Hello Dan ,
On Mon, 27 Aug 2007, Dan Williams wrote:
On 8/25/07, Mr. James W. Laferriere <babydr@xxxxxxxxxxxxxxxx> wrote:
On Mon, 20 Aug 2007, Dan Williams wrote:
On 8/18/07, Mr. James W. Laferriere <babydr@xxxxxxxxxxxxxxxx> wrote:
Hello All , Here we go again . Again attempting to do bonnie++ testing
on a small array .
Kernel 2.6.22.1
Patches involved ,
IOP1 , 2.6.22.1-iop1 for improved sequential write performance
(stripe-queue) , Dan Williams <dan.j.williams@xxxxxxxxx>
Hello James,
Thanks for the report.
I tried to reproduce this on my system, no luck.
Possibly because there is significant hardware differances ?

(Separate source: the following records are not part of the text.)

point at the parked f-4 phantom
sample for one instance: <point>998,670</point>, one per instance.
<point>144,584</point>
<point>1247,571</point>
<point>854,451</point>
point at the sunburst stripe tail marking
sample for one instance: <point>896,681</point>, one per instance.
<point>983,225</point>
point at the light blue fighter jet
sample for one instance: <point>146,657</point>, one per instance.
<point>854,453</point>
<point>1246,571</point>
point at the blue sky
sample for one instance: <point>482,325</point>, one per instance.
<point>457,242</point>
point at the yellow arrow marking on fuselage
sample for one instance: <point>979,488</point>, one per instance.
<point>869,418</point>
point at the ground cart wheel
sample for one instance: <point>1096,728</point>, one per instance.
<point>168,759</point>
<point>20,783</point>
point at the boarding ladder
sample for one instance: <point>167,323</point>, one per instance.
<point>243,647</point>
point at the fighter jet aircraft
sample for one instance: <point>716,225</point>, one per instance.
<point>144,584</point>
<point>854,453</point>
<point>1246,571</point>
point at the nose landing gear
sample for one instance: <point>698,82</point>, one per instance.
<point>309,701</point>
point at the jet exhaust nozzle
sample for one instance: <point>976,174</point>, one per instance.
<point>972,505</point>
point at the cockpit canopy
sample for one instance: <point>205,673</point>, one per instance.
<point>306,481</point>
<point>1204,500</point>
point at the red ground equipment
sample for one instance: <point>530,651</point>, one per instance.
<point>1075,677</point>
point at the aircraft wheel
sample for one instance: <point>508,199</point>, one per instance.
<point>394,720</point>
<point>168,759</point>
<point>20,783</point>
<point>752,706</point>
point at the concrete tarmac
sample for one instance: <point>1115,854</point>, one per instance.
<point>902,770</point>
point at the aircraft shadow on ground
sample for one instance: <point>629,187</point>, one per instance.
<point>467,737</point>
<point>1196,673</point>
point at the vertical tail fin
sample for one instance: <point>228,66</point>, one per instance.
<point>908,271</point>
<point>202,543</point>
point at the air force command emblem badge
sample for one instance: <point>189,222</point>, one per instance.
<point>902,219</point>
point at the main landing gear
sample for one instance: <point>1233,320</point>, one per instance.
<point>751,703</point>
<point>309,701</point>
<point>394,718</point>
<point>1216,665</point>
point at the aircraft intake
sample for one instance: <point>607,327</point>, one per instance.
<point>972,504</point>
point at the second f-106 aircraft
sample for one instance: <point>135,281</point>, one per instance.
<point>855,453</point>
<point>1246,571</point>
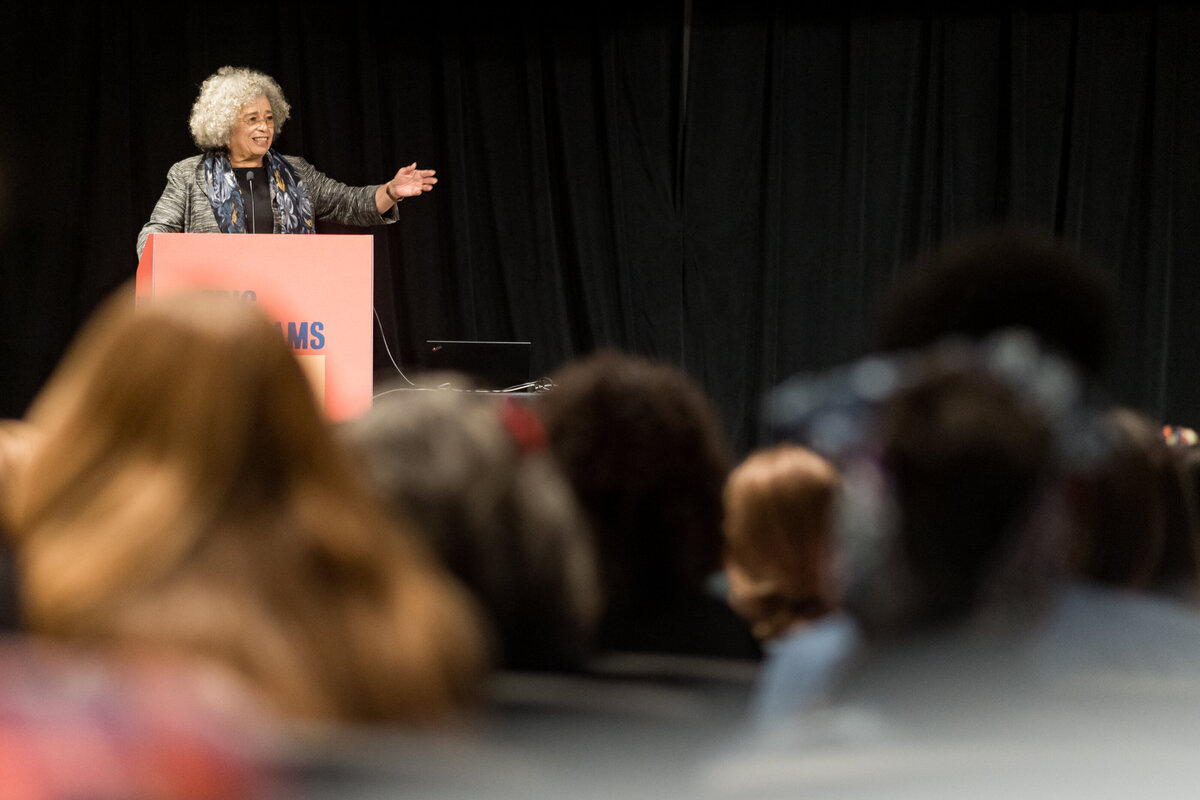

See 'lspci -v' below .sig .
However it looks
like their is a potential race between 'handle_queue' and
'add_queue_bio'. The attached patch moves these critical sections
under spin_lock(&sq->lock), and adds some debugging output if this BUG
triggers. It also includes a fix for retry_aligned_read which is
unrelated to this debug.
--
Dan
Applied your patch . The same 'kernel BUG at drivers/md/raid5.c:3689!'
messages appear (see attached) . The system is still responsive with your
patch , the kernel crashed last time . Tho the bonnie++ run is stuck in 'D' .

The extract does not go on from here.